Abstract
Trailliaedoxa gracilis (Rubiaceae) is a Chinese endemic monotypic genus distributed in southwestern China. This study reported the complete chloroplast genome of T. gracilis assembled from Illumina sequencing reads. The chloroplast genome size is 152,407 bp, containing a single large copy (LSC) region of 82,957 bp, a short single copy (SSC) region of 17,936 bp, and a pair of inverted repeats (IRs) of 25,757 bp. A total of 127 genes were found, including 82 protein-coding genes, 37 tRNA genes, and eight rRNA genes. A phylogenetic analysis using the maximum likelihood algorithm revealed that T. gracilis belonged to the subfamily Ixoroideae and had the closest relationship with Scyphiphora hydrophyllacea.
Trailliaedoxa of the Family Rubiaceae is a monotypic genus endemic to China. Trailliaedoxa gracilis W.W.Sm. & Forrest 1917 grows in dry valleys at an altitude of 700–2300 m. The shrub species has a narrow distribution range and is endemic to southwestern China’s Jinsha and Red River Valley drainage areas (Wang et al. Citation2011). Trailliaedoxa gracilis is distinct from other species in Rubiaceae in its ericoid habit, pubescent styles, and schizocarpic fruits. The species is listed in China’s National List of Grade II Protected Plants (http://www.gov.cn/zhengce/zhengceku/2021-09/09/content_5636409.htm; accessed on 30 July 2022) due to its limited distribution and different taxonomic status (Wang et al. Citation2011). In addition, previous studies have also suggested that T. gracilis should be included in the list of critically endangered (CR) plants of China (Li et al. Citation2012; Jia et al. Citation2016). Insight into chloroplast genomics may help us understand a species’ evolutionary history, leading to better conservation efforts (Daniell et al.
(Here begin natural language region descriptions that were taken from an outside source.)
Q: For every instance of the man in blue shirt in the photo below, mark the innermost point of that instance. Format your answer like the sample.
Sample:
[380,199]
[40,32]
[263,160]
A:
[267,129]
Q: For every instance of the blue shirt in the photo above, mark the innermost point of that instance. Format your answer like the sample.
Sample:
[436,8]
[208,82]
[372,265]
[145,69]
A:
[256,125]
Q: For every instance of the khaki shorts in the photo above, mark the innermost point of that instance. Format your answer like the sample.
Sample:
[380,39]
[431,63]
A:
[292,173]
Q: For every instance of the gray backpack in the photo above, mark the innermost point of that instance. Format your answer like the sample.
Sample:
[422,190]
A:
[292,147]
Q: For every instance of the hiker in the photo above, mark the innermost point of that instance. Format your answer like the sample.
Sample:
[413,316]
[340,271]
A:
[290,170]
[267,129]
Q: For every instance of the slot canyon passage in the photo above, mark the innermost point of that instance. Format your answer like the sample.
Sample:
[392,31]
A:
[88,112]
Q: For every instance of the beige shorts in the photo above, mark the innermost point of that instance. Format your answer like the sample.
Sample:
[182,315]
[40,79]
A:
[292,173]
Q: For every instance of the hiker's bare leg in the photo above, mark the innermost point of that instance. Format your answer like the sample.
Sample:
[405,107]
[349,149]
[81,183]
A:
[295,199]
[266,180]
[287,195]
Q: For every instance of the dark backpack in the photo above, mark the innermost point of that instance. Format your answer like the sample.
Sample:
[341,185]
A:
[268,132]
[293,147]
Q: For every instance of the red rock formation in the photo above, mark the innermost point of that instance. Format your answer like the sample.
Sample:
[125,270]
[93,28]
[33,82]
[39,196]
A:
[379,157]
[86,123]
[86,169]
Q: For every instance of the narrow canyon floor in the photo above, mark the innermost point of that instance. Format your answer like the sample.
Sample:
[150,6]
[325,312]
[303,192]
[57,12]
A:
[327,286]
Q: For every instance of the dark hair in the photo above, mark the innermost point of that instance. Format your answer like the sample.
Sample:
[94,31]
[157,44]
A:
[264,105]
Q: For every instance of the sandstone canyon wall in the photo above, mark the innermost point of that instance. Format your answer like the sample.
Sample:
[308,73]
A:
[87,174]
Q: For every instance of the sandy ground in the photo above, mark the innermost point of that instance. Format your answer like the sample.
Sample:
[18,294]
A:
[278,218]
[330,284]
Citation2016). However, similar accounts are rare for this species, and the phylogenetic position of T. gracilis within the family Rubiaceae is uncertain (Robbrecht Citation1988; Kainulainen et al. Citation2013). To address this knowledge gap, we assembled the complete chloroplast genome of T. gracilis using high-throughput Illumina sequencing technology and conducted the phylogenomic analysis.
Total DNA was isolated from fresh leaves of an individual of T. gracilis collected from Kunming, Yunnan Province, China (102.7961°E, 26.3192°N). The specimen was deposited at the Herbarium of Sun Yat-sen University with the voucher number GX_18125 (contact: Yelin Huang, [email protected]). The Illumina Hiseq X Ten platform was used to carry out genome sequencing, with paired-end reads of 150 bp. We obtained a total of 10.67 Gb short sequences. The quality-trimmed clean reads were used for the chloroplast genome de novo assembly using GetOrganelle with default parameters (Jin et al. Citation2020). Finally, we used the GeSeq web server to annotate the genes (Tillich et al. Citation2017). The raw annotations were manually examined and adjusted to ensure accuracy.
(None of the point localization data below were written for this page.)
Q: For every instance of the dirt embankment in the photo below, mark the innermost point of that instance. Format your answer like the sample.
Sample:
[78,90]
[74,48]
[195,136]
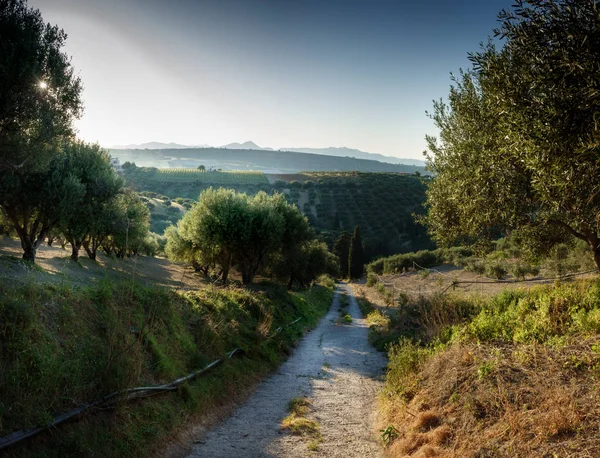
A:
[336,369]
Our study revealed that the complete chloroplast genome of T. gracilis was 152,407 bp in size, with 37.63% of the overall GC content. It contained a pair of inverted repeats (IRs) of 25,757 bp each, which were separated by a large single-copy region (LSC) of 82,957 bp and a small single-copy region (SSC) of 17,936 bp. The chloroplast genome contained 127 genes, including eight ribosomal RNA (rRNA) genes, 37 transfer RNA (tRNA) genes, and 82 protein-coding genes. Most of the genes were single copies in the SSC or LSC, whereas four rRNA genes, seven tRNA genes, and six protein-coding genes had two copies in the IRs.
To understand the phylogenetic position of T. gracilis in the family Rubiaceae, we downloaded complete chloroplast genomes of 31 species from the NCBI GenBank database. The species list included 30 species of the Rubiaceae family (including T. gracilis), and one species, viz. Buddleja colvilei (NC_042766.1), from the family Loganiaceae, was used as the outgroup. We found 86 genes, although not every gene was present in all 31 species. We used Geneious R11.0.4 to extract 58 protein sequence datasets (Kearse et al. Citation2012), which were shared by all 31 species. The sequences were aligned individually in MAFFT v7.037b using default parameters (Katoh and Standley Citation2013). The 58 individual alignments were then concatenated using SequenceMatrix-Windows-1.7.8 (Vaidya et al. Citation2011). A maximum-likelihood tree (bootstrap replications 1000), inferred by the best-fit model of JTT + F + I + G4, was constructed using IQ-TREE v2.0.3 (Minh et al. Citation2020). The phylogenetic tree showed that T. gracilis belonged to the subfamily Ixoroideae and had the closest relationship with Scyphiphora hydrophyllacea ().
Figure 1. Maximum-likelihood tree based on the 58 concatenated protein sequences shared by all 31 species with complete chloroplast genomes (30 species from the family Rubiaceae to which Trailliaedoxa gracilis belongs and one species from the family Loganiaceae as an outgroup). Numbers in the nodes were bootstrap values from 1000 replicates. The position of Trailliaedoxa gracilis is shown in red. The GenBank accession numbers for each species and the citation sources for those sequences published are provided in supplemental Table S1.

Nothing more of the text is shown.